La monnaie perdant de sa valeur, il en fallait davantage pour acheter les mêmes biens.

Un pas en avant

Au 18° siècle, on a fait un « pas en avant » avec l’invention du billet de banque directement issu de la lettre de change inventée par les banquiers italiens du Moyen Âge. Le billet de banque portait une valeur faciale et était gagé sur un stock d’or correspondant ; le porteur d’un tel billet  pouvait en obtenir la contrepartie en or. Le billet était convertible.

La France manquait alors cruellement de monnaie métallique avec une crise monétaire remontant à Louis XIV qui avait dû faire fondre sa vaisselle d’argent pour s’acquitter partiellement de ses dettes énormes.

La première « expérience » eut lieu avec le système de Law sous la régence (1716-1720). Des billets étaient émis en portant intérêt au taux de 7.5%. Ils étaient convertibles en or et gagés sur la compagnie du Mississipi (à l’époque la Louisiane était française) et la compagnie des Indes orientales.

Pour Law « une monnaie abondante est un gage de prospérité » car pour lui « l’économie dépend du commerce et celui-ci dépend du numéraire ». Dès lors, si l’on émet des billets avec garantie publique gagés sur les disponibilités en or, on acquiert un certain levier, une masse monétaire rendue tout aussi solide fiduciairement que le stock d’or initial.

La monnaie fiduciaire

Ce faisant, il venait d’inventer la monnaie fiduciaire. Il avait bien vu l’inflation mais la percevait juste comme un phénomène régulateur de la masse monétaire.

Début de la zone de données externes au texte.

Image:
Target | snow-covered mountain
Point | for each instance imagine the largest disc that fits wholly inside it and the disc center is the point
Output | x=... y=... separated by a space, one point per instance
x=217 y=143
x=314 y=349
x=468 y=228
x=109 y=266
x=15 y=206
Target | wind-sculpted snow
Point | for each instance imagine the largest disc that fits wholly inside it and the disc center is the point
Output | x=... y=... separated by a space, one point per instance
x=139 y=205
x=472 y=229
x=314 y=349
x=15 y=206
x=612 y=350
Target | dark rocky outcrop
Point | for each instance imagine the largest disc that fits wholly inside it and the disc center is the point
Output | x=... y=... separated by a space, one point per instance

Cela a fini par la faillite de Law et de la banque royale émettrice car le montant total des billets émis dépassait de beaucoup le montant de l’encaisse or. La leçon résultant de cette expérience est qu’une monnaie qui n’est plus étalonnée sur le métal précieux voit son sort fondamentalement lié à celui de l’endettement public.

Les graves problèmes financiers de la France ont perduré sous Louis XV et Louis XVI et ont continué sous la Révolution Française.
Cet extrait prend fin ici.